General information
- Type: Glider
- National origin: United States
- Designer: Irving Prue
- Number built: Two

History
- Manufactured: 1966 and 1974
- Introduction date: 1967
- First flight: 1967

= Prue UHP-1 =

Glider designed by Irving Prue

The Prue UHP-1 is an American high-wing, single-seat, T-tailed FAI Open Class glider that was designed by Irving Prue.

==Design and development==
The prototype Prue UHP-1 was constructed by Prue, completed in 1966 and first flown in 1967.

The prototype features a NACA 63-618, with an all-metal wing with doped aircraft fabric covering aft of the wing spar. This arrangement did not hold the correct airfoil shape at high speeds according to tests conducted. The fuselage is also of all-metal construction and features a fixed monowheel landing gear, coupled with a skid, a conventional T-tail and a drag chute. Aside from the drag chute, glide path control is via spoilers.

Two Prue UHP-1s were built, the second incorporating many changes to the design. Both aircraft were registered as Experimental - Amateur-builts.

==Operational history==
The second UHP-1 built was reported by the owner as having good handling characteristics and a lower minimum sink speed than a Schleicher ASW 17.

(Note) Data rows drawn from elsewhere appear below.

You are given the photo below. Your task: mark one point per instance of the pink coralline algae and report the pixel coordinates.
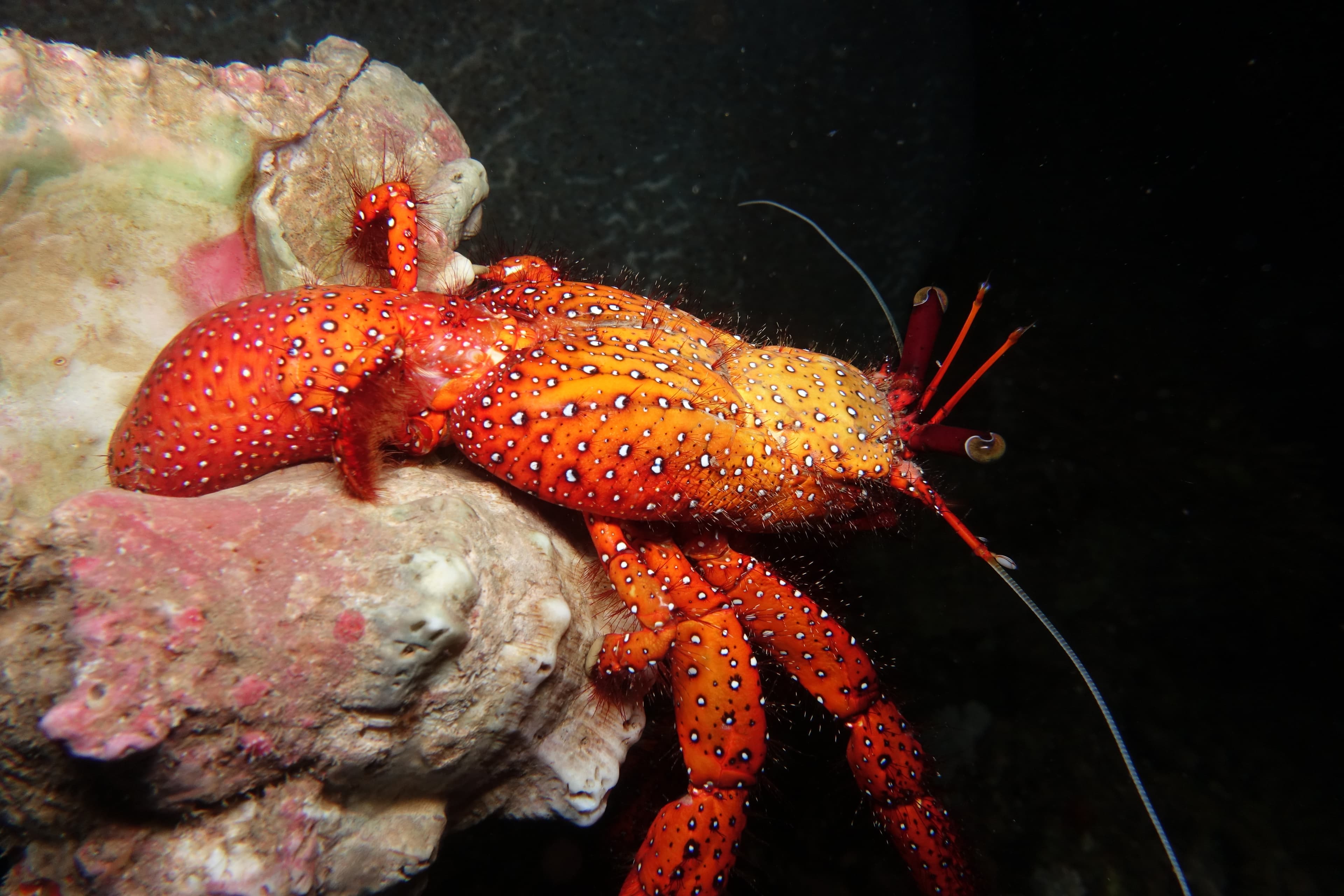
(320, 656)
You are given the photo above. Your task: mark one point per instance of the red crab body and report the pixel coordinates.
(635, 413)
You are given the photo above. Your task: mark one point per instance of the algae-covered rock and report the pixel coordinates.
(295, 690)
(138, 194)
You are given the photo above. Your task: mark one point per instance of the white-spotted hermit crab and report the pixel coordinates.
(664, 432)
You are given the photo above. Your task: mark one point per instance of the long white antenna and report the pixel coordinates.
(1111, 722)
(896, 331)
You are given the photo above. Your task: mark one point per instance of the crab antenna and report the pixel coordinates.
(1111, 721)
(952, 354)
(1002, 565)
(952, 402)
(896, 331)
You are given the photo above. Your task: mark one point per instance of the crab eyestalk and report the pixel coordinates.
(912, 390)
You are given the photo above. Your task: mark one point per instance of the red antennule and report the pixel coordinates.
(910, 398)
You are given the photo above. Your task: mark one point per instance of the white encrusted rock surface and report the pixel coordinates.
(315, 688)
(138, 194)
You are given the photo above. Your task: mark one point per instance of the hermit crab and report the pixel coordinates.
(667, 433)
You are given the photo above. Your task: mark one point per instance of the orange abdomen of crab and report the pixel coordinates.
(271, 381)
(630, 409)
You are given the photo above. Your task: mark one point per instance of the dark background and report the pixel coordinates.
(1156, 190)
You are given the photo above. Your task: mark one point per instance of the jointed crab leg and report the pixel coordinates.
(886, 758)
(693, 844)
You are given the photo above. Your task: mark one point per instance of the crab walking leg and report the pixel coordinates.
(387, 214)
(693, 843)
(886, 758)
(694, 840)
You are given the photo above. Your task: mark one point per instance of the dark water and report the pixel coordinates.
(1158, 191)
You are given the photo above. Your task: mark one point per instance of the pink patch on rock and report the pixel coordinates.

As of June 2011 both aircraft are still registered with the Federal Aviation Administration.

==Variants==
- UHP-1
Initial prototype with fixed landing gear.
- UHP-1 Modified
The second aircraft, built in 1974, which incorporates an all-metal wing to address the fabric issues on the first aircraft. It also has retractable monowheel landing gear, the nose and canopy from a Schempp-Hirth Open Cirrus, flaps, water ballast and a fully trimmable tailplane. The aircraft is officially registered with the FAA as a UHP-1 MODIFIED and has an empty weight that is more than 100 lb heavier than the prototype.